Tag: monet

Avant Garde Collectors in Le Havre – Paris – France

Kees Van Dongen, la Parisienne de Montmartre (détail) vers 1907-1908 © MuMa, Le Havre – Florian Kleinefenn – © Adagp Paris 2012


From September 19 2012 to January 6, 2013 – Musee du Luxembourg

On 29 January 1906, a group of art collectors and artists formed the Modern Art Club (Cercle de l’Art moderne) in Le Havre. Among the members were Georges Braque, Raoul Dufy and Emile Othon Friesz and some of the town’s biggest collectors at the beginning of the 20th century: Olivier Senn, Charles-Auguste Marande, Pieter van der Velde, Georges Dussueil, Oscar Schmitz, Edouard Lüthy…They set themselves the objective of promoting modern art in Le Havre.

Between 1906 and 1910, the group organised exhibitions, lecture series, poetry readings and concerts. Frantz Jourdain, Guillaume Apollinaire and Claude Debussy supported the club, which was linked from the outset to the newly established Salon d’Automne.
On its initiative, works by the great artists of the time were shown in Le Havre, especially at four annual exhibitions: the “old” Impressionists such as Monet and Renoir, and the Neo-Impressionists, but above all the young Fauves, brought by their friends Braque, Dufy, and Friesz. Le Havre, which was not too far from Paris, gave the Fauves a warm welcome and a potential outlet for their recent production, the very works that had sparked the scandal of the “wild beasts’ cage.”

Who were these men? What did they have in common? What was it about the historical, economic and cultural context of Le Havre that favoured the emergence of the club?

Le Havre was an industrial town, founded relatively recently (1517); by the mid 19th century, its flourishing port had become a major gateway for imports of exotic products. Local businessmen and notables were keen to give the city a “soul”. Consequently, a museum was established near the waterfront in 1845 and well-known artists were invited to regular exhibitions organised by the Art Friends Club (in 1868 Manet won a prize for his Dead Bullfighter, which had been refused five years before at the Salon de Paris). The merchants interested in these activities took an active part in the cultural life of the town and the success of their businesses had a direct influence on the fate of the artists, hence Eugène Boudin’s pithy comment: “No cotton, no paintings”.
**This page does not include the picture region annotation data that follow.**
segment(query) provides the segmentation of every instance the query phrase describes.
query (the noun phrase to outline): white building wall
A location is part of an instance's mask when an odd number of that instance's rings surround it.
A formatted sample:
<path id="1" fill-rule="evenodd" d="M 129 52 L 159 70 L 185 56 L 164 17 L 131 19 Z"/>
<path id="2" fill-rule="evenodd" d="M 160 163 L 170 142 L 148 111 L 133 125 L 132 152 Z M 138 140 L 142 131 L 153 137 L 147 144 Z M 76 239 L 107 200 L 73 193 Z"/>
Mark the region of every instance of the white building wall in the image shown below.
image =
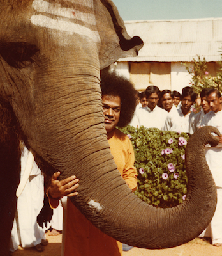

In the late 19th century, a new generations of collectors appeared. They were all members of the Art Friends Club (Société des Amis des Arts), but had a particular interest in the work of young artists and often went to Paris to see the Salon d’Automne and the Salon des Indépendants, the galleries run by Druet, Bernheim and Vollard, artists’ studios and auction rooms. They joined Dufy, Friesz and Braque in this singular adventure.
The collections of two of them, Olivier Senn and Charles-Auguste Marande, are now in the Musée d’Art moderne André Malraux in Le Havre, donated by the artists themselves or by their descendants. The collections of van der Velde, Dussueil, Schmitz, Lüthy and others, although scattered, are well known.

Each one tells us something of the collector’s personality. Although there are some similarities due to shared tastes (for Boudin, Pissarro, Marquet…), the collections reveal individual quirks and daring choices. For instance, Senn started his collection with two major works by Delacroix and Courbet from the 1850s and went on to collect Impressionist and Post-Impressionist pieces, while Dussueil and van der Velde were immediately attracted by the very latest work, buying Matisses at the same time as the Steins, and before the Morozovs and Shchukin. Degas and Cross are well represented in the Senn collection, while Van Dongen was preferred by van der Velde or Dussueil. There was obviously complicity and emulation between them and paintings circulated and sometimes changed hands.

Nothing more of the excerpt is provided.